Friday, August 9, 2019

Always Sowing, Always Growing

Feverfew is an herb said to help cure headaches. This tough plant grows green here through most of the winter and hosts beneficial insects that destroy insect pests.

Because of their very small stature, minute pirate bugs are difficult to see. This one is resting on the back of a dime-sized feverfew blossom waiting for prey. Their needlelike mouthpart ingests the internal fluids of their victim once captured.

Minute pirate bugs overwinter as adults, with day length determining when the insects shift into and out of diapause (a physiological state of dormancy akin to hibernation). Adults emerge in spring and begin to feed. Though they are primarily meat eaters, minute pirate bugs also feed on pollen and plant juices when prey are scarce, making early-blooming plants and flowers important to their survival. Females go on to lay eggs in plant tissue. The eggs hatch three to five days later and the nymphs pass through five instars (life stages between molts) before maturing into adults. 

Because minute pirate bugs also suck plant juices (though never to the detriment of the plant), they are susceptible to systemic insecticide applications. These diminutive predators are often found crawling around the flowering stems of plants as well as leaf undersides where they are stalking their prey. Minute pirate bugs feed by piercing their captured prey with a needlelike mouthpart and ingesting the internal fluids.

Walliser, Jessica. Attracting Beneficial Bugs to Your Garden: A Natural Approach to Pest Control (Kindle Locations 713-723). Timber Press. Kindle Edition.


Feverfew Crawling with Beneficial Insects
SYNONYMS Chrysanthemum parthenium, Matricaria parthenium, Pyrethrum parthenium FAMILY Asteraceae (aster) • perennial in USDA zones 5–9; grown as an annual below zone 5 • native of Eurasia • blooms late spring to early summer • 1–2 feet (0.3–0.6 m) high and as wide Feverfew is tough as nails. Thriving in lousy soils and full to partial sun, feverfew grows like a weed, and thus the caution I give in the next paragraph. Each small daisylike inflorescence comprises hundreds of tiny yellow disk flowers surrounded by a row of white rays. The ferny foliage is heavily fragranced (I don’t like the scent, but others do) and medium green. On any given day in my garden, the flowers of feverfew are crawling with tachinid flies, lacewing larvae, ladybug larvae, minute pirate bugs, syrphid flies, damsel bugs, assassin bugs, spiders, and lots of other natural enemies.
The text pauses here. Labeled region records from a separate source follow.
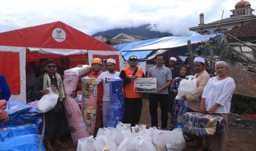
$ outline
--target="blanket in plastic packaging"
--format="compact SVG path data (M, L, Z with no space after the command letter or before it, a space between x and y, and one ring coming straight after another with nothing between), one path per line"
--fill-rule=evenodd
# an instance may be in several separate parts
M82 78L81 111L88 132L94 135L95 129L96 111L97 109L97 80L88 77Z
M64 72L63 84L66 96L64 106L74 144L77 144L79 139L89 136L89 135L80 108L75 100L70 95L77 89L79 76L89 73L90 70L90 66L84 65L81 68L75 67Z
M199 137L220 133L223 130L224 118L216 115L187 112L182 118L182 129Z
M123 84L123 80L120 78L113 78L110 82L111 105L107 127L116 127L118 122L123 120L125 103Z

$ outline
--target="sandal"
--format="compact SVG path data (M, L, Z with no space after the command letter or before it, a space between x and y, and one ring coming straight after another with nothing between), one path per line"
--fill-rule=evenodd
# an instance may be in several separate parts
M198 142L197 141L192 141L189 143L189 146L191 146L191 147L197 147L197 146L198 146L200 144L201 144L198 143Z
M58 147L60 147L60 148L68 148L69 147L67 144L62 143L60 143L58 144L55 144L55 146Z

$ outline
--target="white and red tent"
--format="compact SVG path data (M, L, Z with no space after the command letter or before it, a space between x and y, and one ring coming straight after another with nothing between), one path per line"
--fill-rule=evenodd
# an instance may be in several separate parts
M123 66L119 51L61 21L0 33L0 73L12 92L10 101L26 102L26 61L64 57L94 57L117 61Z

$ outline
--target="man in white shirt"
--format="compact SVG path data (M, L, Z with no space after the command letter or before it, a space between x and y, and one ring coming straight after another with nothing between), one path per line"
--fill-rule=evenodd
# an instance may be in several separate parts
M107 126L108 120L108 115L110 111L110 97L109 82L112 78L119 77L119 72L116 71L116 60L113 59L108 59L106 63L107 71L101 73L97 79L97 84L102 82L103 84L103 126Z

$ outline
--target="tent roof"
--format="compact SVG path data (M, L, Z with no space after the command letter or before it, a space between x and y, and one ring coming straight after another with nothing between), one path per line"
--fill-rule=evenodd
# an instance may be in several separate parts
M219 34L221 36L224 36L222 33ZM191 40L191 43L194 44L208 40L209 38L215 37L216 36L216 34L204 35L193 34L182 37L171 36L116 45L113 47L121 51L127 50L121 53L126 60L128 60L129 57L132 55L135 55L139 59L143 60L151 53L152 50L168 49L182 47L187 44L188 40Z
M63 42L57 42L63 40ZM0 45L116 50L107 44L61 21L0 33Z
M149 43L155 40L157 40L160 38L155 38L151 39L148 39L145 40L141 40L138 42L134 42L132 43L118 44L112 45L113 48L119 50L127 50L132 49L137 46L144 45L147 43ZM152 53L152 50L149 51L123 51L121 52L122 55L123 55L124 60L127 61L129 59L129 57L132 55L134 55L137 56L137 57L141 60L144 60L148 55L149 55L151 53Z

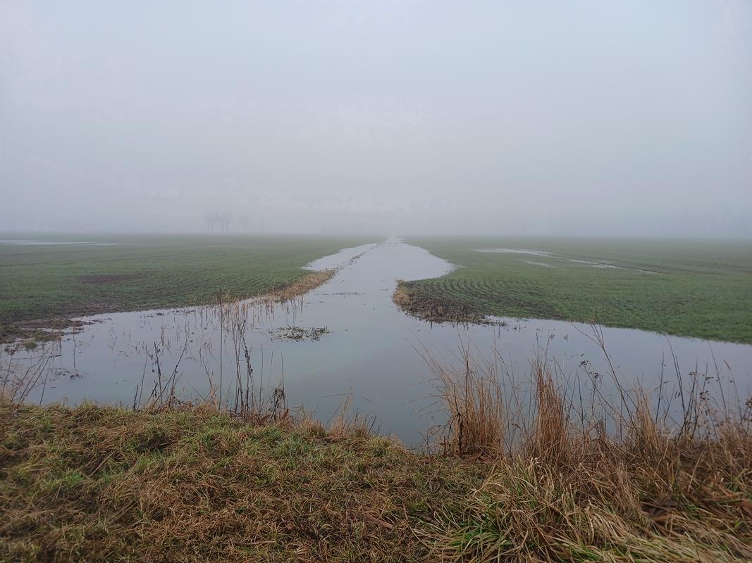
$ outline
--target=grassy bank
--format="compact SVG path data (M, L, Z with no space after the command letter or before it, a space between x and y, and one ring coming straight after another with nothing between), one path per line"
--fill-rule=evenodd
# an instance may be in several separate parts
M543 238L408 242L459 266L441 278L401 285L398 303L423 317L597 320L613 327L752 342L750 242Z
M479 466L317 425L0 403L0 559L415 561ZM357 434L357 432L353 432Z
M5 236L5 238L10 238ZM0 342L20 326L71 316L211 303L299 281L302 266L365 239L325 237L112 236L35 238L0 245ZM80 242L87 244L60 244ZM35 323L32 321L41 321Z
M435 366L449 422L431 455L344 417L0 400L0 558L752 558L752 402L721 411L701 384L675 420L641 392L584 408L547 365L529 396Z

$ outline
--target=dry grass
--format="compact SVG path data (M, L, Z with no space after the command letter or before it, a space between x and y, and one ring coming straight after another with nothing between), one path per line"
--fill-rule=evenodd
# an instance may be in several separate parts
M619 405L597 392L587 402L543 353L527 385L500 363L473 365L467 348L462 360L432 364L450 414L443 444L494 469L462 510L423 530L444 557L752 559L749 401L721 408L696 381L710 378L695 375L673 405L621 387Z
M278 303L284 303L316 289L332 279L335 273L337 273L336 269L311 272L291 284L271 290L265 295L262 296L261 299L269 299Z
M347 399L328 426L293 416L220 305L234 398L178 400L176 368L133 411L0 399L0 559L752 560L752 402L712 393L720 374L650 396L612 370L609 401L608 374L568 381L544 351L526 378L424 352L448 417L417 454Z
M428 557L413 528L481 468L333 426L0 402L0 560Z
M412 291L414 284L400 280L392 294L395 305L408 315L432 323L486 322L484 315L475 312L468 303L417 294Z

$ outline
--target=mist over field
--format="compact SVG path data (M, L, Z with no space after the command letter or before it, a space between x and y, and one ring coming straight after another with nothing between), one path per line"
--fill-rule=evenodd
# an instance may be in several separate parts
M0 230L752 236L752 4L0 2Z

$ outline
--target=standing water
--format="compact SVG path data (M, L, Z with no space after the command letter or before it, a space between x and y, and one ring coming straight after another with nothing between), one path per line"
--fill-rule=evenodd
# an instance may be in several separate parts
M432 398L432 374L423 354L456 362L462 347L508 372L525 374L536 351L545 350L565 378L611 369L592 327L556 321L496 319L495 324L431 324L405 315L392 302L398 279L441 275L452 266L426 250L390 240L347 248L309 265L339 268L299 303L242 308L256 385L284 379L287 401L326 421L348 392L353 406L373 415L383 434L418 444L423 432L443 421ZM248 303L249 302L246 302ZM41 374L29 402L77 404L91 399L124 405L145 402L157 378L174 375L185 399L205 398L210 380L222 381L223 402L235 399L244 348L221 328L217 307L96 315L62 342L5 356L7 373L32 367ZM629 329L603 328L614 371L626 387L654 389L666 373L723 372L739 395L749 396L752 346L710 342ZM494 352L493 351L496 351ZM423 354L421 354L421 352ZM587 374L586 374L587 372ZM662 372L663 375L662 376Z

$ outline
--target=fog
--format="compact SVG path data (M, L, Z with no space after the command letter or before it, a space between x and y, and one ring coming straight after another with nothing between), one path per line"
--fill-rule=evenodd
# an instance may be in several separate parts
M0 230L752 236L752 3L0 0Z

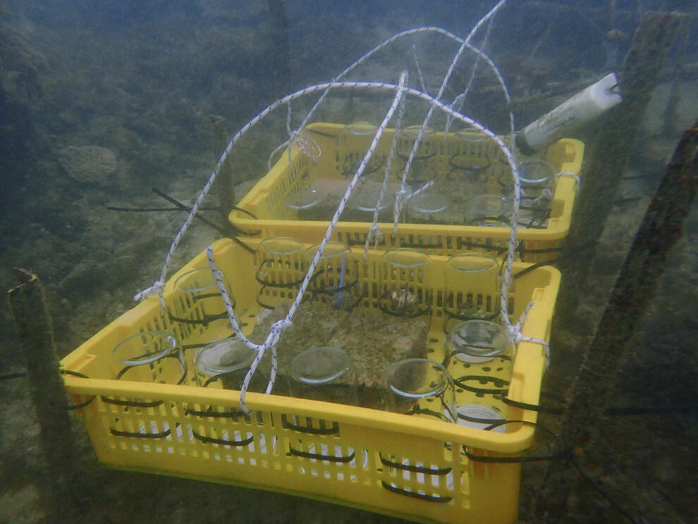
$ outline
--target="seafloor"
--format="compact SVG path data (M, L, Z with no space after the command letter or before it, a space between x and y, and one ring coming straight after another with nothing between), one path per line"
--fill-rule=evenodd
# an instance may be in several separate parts
M283 84L271 79L266 4L181 0L147 8L131 1L107 2L103 8L88 4L76 0L60 8L20 1L0 4L0 283L5 288L14 285L13 267L40 276L61 356L133 306L133 294L158 274L184 218L177 212L120 212L106 207L166 207L151 191L154 186L190 204L215 165L209 115L224 116L232 133L275 99ZM336 16L323 2L288 2L290 87L331 78L370 45L398 30L446 25L457 19L446 13L448 2L436 2L443 12L434 8L431 14L413 4L388 2L389 16L365 6L353 18ZM465 4L474 9L489 3ZM536 9L544 3L526 4ZM621 25L620 8L630 3L611 4L619 4L616 23ZM456 11L464 20L473 18L465 8ZM564 10L554 12L559 24L572 23ZM504 21L515 18L511 15ZM472 23L453 30L463 34ZM535 19L539 23L539 17ZM506 35L503 24L496 29ZM546 43L552 37L545 32L549 35L554 30L546 27L527 28L539 38L538 45L529 42L528 50L521 51L527 60L521 59L520 50L502 51L506 49L503 36L493 44L508 65L507 78L522 90L520 95L536 92L532 84L545 85L541 75L555 63L541 57L543 51L556 49ZM620 40L618 52L627 49L630 37ZM536 51L531 52L533 47ZM689 46L682 59L695 61L692 51ZM395 52L411 51L405 47ZM561 48L559 52L572 51ZM678 59L671 56L675 61L670 61L668 71ZM379 56L366 66L364 77L386 78L393 59L389 54ZM428 61L422 66L435 85L440 70L431 71ZM527 76L529 71L536 73L532 80ZM580 311L587 319L597 318L602 310L656 181L680 132L698 117L694 73L673 84L674 77L667 72L653 93L592 265L599 292L584 297ZM557 79L552 73L550 77ZM672 93L678 93L679 101L668 121L665 112ZM563 99L539 100L522 110L522 120ZM351 113L348 118L362 115L360 102L342 103ZM240 144L235 154L239 180L253 180L266 171L269 152L283 140L278 130L284 119L285 114L280 115L273 121L274 129L269 125L255 130ZM593 130L580 138L592 141ZM238 197L249 187L249 182L242 182ZM201 251L216 235L195 223L173 267ZM659 293L624 361L618 363L614 406L659 409L607 418L587 446L585 474L638 523L698 521L697 240L694 207ZM573 323L553 334L553 363L545 387L564 394L580 362L580 348L591 334L580 333ZM24 360L6 303L0 306L0 373L22 370ZM39 492L44 465L25 379L0 381L0 523L43 522L47 511ZM685 409L673 410L676 406ZM554 427L554 420L544 421ZM84 442L76 446L89 458ZM524 465L522 521L535 521L529 502L545 467L544 463ZM260 491L99 467L87 471L89 497L75 522L398 521ZM580 480L570 501L569 522L623 518L594 487Z

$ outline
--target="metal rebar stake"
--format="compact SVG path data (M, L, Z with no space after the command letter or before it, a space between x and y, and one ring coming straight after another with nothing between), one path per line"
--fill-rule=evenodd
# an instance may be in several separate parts
M617 364L654 297L667 254L681 238L697 189L698 122L684 133L647 208L565 411L556 451L575 451L582 463L584 444L592 441L603 426L603 411L613 394ZM562 522L577 482L577 473L568 461L551 463L536 501L537 522Z

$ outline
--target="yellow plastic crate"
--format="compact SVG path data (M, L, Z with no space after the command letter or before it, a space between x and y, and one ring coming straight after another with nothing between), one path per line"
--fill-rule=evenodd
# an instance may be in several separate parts
M249 243L256 248L259 241ZM259 288L255 272L260 260L229 239L213 247L219 267L231 280L236 310L247 323L245 331L251 331ZM358 262L360 286L373 287L381 255L372 250L367 264ZM360 256L360 250L352 253L356 260ZM432 257L434 271L431 281L424 283L437 303L429 335L434 360L439 360L444 345L438 303L443 298L446 260ZM190 379L182 385L110 379L111 350L131 334L169 331L188 348L230 333L224 321L206 325L182 321L218 312L202 311L173 284L185 272L207 265L201 253L173 276L164 291L168 313L162 314L157 297L149 297L62 360L64 369L89 377L63 375L75 403L94 396L75 413L102 463L276 491L421 522L504 524L515 520L520 464L474 461L463 450L487 456L516 456L533 444L534 429L529 424L508 423L506 432L498 433L436 419L255 393L247 394L252 413L245 416L239 411L236 391L197 387ZM529 265L517 263L515 271ZM530 300L535 302L523 327L525 335L548 339L559 282L559 272L549 267L515 281L508 304L513 318ZM375 306L367 296L357 307ZM223 310L222 300L218 307ZM185 350L190 365L192 351ZM544 350L522 342L511 366L509 397L537 403L545 368ZM491 396L476 398L476 394L467 391L458 394L457 402L494 406L507 420L536 420L534 411L508 407Z
M389 152L394 130L386 130L369 164L366 176L382 179L386 157ZM344 126L317 123L307 127L306 133L314 138L320 147L322 154L317 159L303 154L296 148L291 150L292 167L288 168L288 152L284 152L271 170L267 173L229 214L230 221L247 233L259 232L261 238L281 236L294 236L303 242L319 242L329 224L329 219L308 220L299 219L299 212L288 208L283 199L294 191L313 186L318 178L326 183L335 183L335 189L346 185L349 177L354 173L357 162L363 157L367 147L365 136L357 136L348 133ZM404 166L406 152L411 142L399 139L398 152L402 152L393 166L391 182L398 183L401 176L400 166ZM584 144L579 140L563 139L550 146L536 158L552 164L558 172L579 174L584 153ZM492 140L480 142L466 142L455 134L450 133L446 142L443 133L435 133L424 139L418 151L417 159L429 159L429 173L422 182L436 178L443 180L453 171L454 159L458 164L477 164L489 162L489 166L483 171L489 176L492 193L501 185L498 181L509 181L508 164L501 151ZM413 166L419 166L420 160ZM417 168L415 168L417 169ZM566 236L570 228L577 182L570 176L558 178L555 183L551 203L550 217L545 228L519 228L518 238L522 241L522 260L525 262L541 262L553 260L555 250ZM468 195L463 195L467 197ZM244 211L241 211L244 210ZM345 210L344 216L347 215ZM300 212L302 213L302 212ZM252 213L256 218L252 218ZM368 221L373 219L367 214ZM391 218L387 220L392 220ZM340 221L334 230L333 240L348 245L363 245L369 226L366 221ZM509 238L507 227L479 227L465 225L443 225L436 224L410 224L400 222L398 238L393 242L391 238L392 222L381 222L381 231L385 234L384 248L409 247L428 250L437 255L451 255L466 250L487 250L492 246L501 252L506 251Z

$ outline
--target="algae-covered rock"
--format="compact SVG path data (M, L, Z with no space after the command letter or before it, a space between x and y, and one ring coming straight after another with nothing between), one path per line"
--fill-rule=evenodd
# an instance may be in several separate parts
M116 171L116 154L98 145L63 147L59 161L71 178L97 185L109 185Z

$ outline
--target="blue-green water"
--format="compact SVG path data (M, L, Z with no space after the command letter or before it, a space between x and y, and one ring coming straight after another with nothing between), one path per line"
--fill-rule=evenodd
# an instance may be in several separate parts
M271 19L269 4L0 1L0 283L6 288L14 285L13 266L38 273L60 355L130 308L133 295L157 277L184 215L106 208L166 207L152 193L153 186L190 204L216 160L210 115L224 116L232 136L274 100L331 79L391 35L436 26L465 37L495 2L290 0L283 3L285 20ZM620 71L640 17L672 10L694 18L677 35L637 132L594 262L596 293L580 312L592 318L603 307L604 290L613 284L681 132L698 118L696 5L510 0L484 45L509 87L518 129L606 73ZM476 35L476 44L482 44L485 30ZM349 78L396 83L407 69L409 85L421 88L418 63L427 90L434 95L457 49L439 35L405 39ZM465 88L474 63L472 55L464 55L456 64L443 94L447 102ZM503 97L494 76L482 66L478 71L463 112L506 133ZM673 89L678 102L668 115ZM292 126L300 123L314 99L294 103ZM379 121L389 102L387 97L337 95L316 119L345 123L379 115ZM408 109L415 123L425 112L426 106ZM238 194L267 172L268 155L288 138L286 118L285 111L278 112L238 145L233 171L240 182L248 182ZM601 123L574 136L593 143ZM80 149L82 156L76 158L75 151L86 147L91 149ZM207 204L215 205L211 202ZM214 212L207 216L217 218ZM637 522L698 518L692 445L698 427L697 232L692 212L642 329L618 364L617 405L659 407L659 413L609 418L598 441L590 444L594 454L587 473ZM195 225L173 267L216 236ZM583 341L574 325L566 327L556 334L560 347L552 348L548 377L561 394L580 362ZM22 370L5 304L0 341L0 373ZM0 394L6 398L0 406L0 522L40 522L45 513L37 502L42 462L24 379L0 382ZM671 413L677 406L687 409ZM532 522L525 502L534 496L542 467L526 467L522 474L520 515ZM93 484L102 496L86 502L80 521L391 520L305 499L160 477L101 472ZM575 497L571 521L623 521L588 485L581 485Z

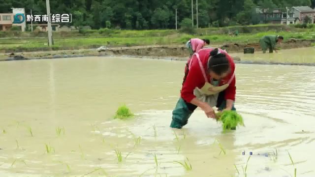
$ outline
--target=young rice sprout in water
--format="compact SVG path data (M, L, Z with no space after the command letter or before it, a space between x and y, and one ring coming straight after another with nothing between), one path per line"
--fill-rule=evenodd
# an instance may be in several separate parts
M130 109L126 106L123 105L118 108L114 118L124 119L132 117L133 116L133 114L131 113Z
M223 130L235 129L237 125L245 126L243 117L234 111L224 111L216 114L217 121L221 121Z

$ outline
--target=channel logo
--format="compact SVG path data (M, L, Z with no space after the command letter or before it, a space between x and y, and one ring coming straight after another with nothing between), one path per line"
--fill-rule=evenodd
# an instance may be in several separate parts
M22 20L20 19L19 16L22 17ZM25 16L22 13L18 13L15 14L13 19L13 22L12 23L13 24L19 24L24 22L24 21L25 21Z

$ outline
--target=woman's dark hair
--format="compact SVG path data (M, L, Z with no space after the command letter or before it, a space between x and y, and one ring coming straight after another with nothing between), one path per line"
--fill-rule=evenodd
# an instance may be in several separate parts
M209 72L212 71L220 76L228 71L230 65L225 54L219 54L219 52L218 48L215 48L210 52L208 62L208 70Z
M210 44L210 40L208 39L202 39L202 40L205 41L205 42L208 45Z

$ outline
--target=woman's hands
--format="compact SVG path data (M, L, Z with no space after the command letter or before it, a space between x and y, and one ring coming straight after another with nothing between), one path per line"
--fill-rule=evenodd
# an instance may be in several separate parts
M212 108L207 103L203 102L200 108L205 112L208 118L216 118L216 113Z

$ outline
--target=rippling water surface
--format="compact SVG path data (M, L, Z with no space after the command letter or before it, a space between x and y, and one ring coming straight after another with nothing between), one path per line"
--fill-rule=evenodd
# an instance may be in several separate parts
M1 62L0 176L231 177L239 175L235 165L242 177L250 151L248 177L290 177L294 168L298 177L315 176L314 67L237 64L236 107L246 126L223 134L199 109L183 129L169 128L185 64L106 58ZM135 118L112 118L122 104ZM58 136L58 127L64 133ZM225 154L219 155L218 142ZM187 158L190 171L174 162Z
That said, be aware that this plant likes to make babies—a whole lot of babies. So much so that my stand of feverfew starts every year as a carpet of fuzzy green seedlings. I have to pull the vast majority of them out so that my other plants have room to



Walliser, Jessica. Attracting Beneficial Bugs to Your Garden: A Natural Approach to Pest Control (Kindle Locations 2753-2766, 2771-2773). Timber Press. Kindle Edition.

On Facebook, I told Jessica Wallister that I start with the beneficial bugs I want, then plant the flowers that host them. She approved.

I planted my first Feverfew last fall, 2018, and they stayed green most of the winter. When spring arrived, they shot up, and heavy rains had them growing four (4) feet tall. Each little flower produces lots of tiny seeds. They are more like dust.

I want more of them, so I pinch off the seed-heads and crush them here and there in the garden, especially where weed-whackers whack not. I do not know which seeds will grow, but I know they are living creations that have the power to germinate, sprout, grow, and multiply.

 This is Snow on the Mountain. The plants that grow in the shade and multiply are properly called Bishop's Weed, but often borrow the Snow on the Mountain name.

I cannot see why people miss the analogy of the Word and living seed. No matter how we plant the seeds, no one can tell which seeds will grow to fruition, and yet some do, often when least expected. I tossed true Snow on the Mountain into a growing area and that beautiful flower grew out from the foliage around it.

The Sower and the Seed parable teaches us not to worry about which seed will grow but instead to sow the Word with abandon. What belongs to God - His Word - will accomplish His will.

Wherever the Gospel is preached and taught, eternal life rises up from Justification by Faith.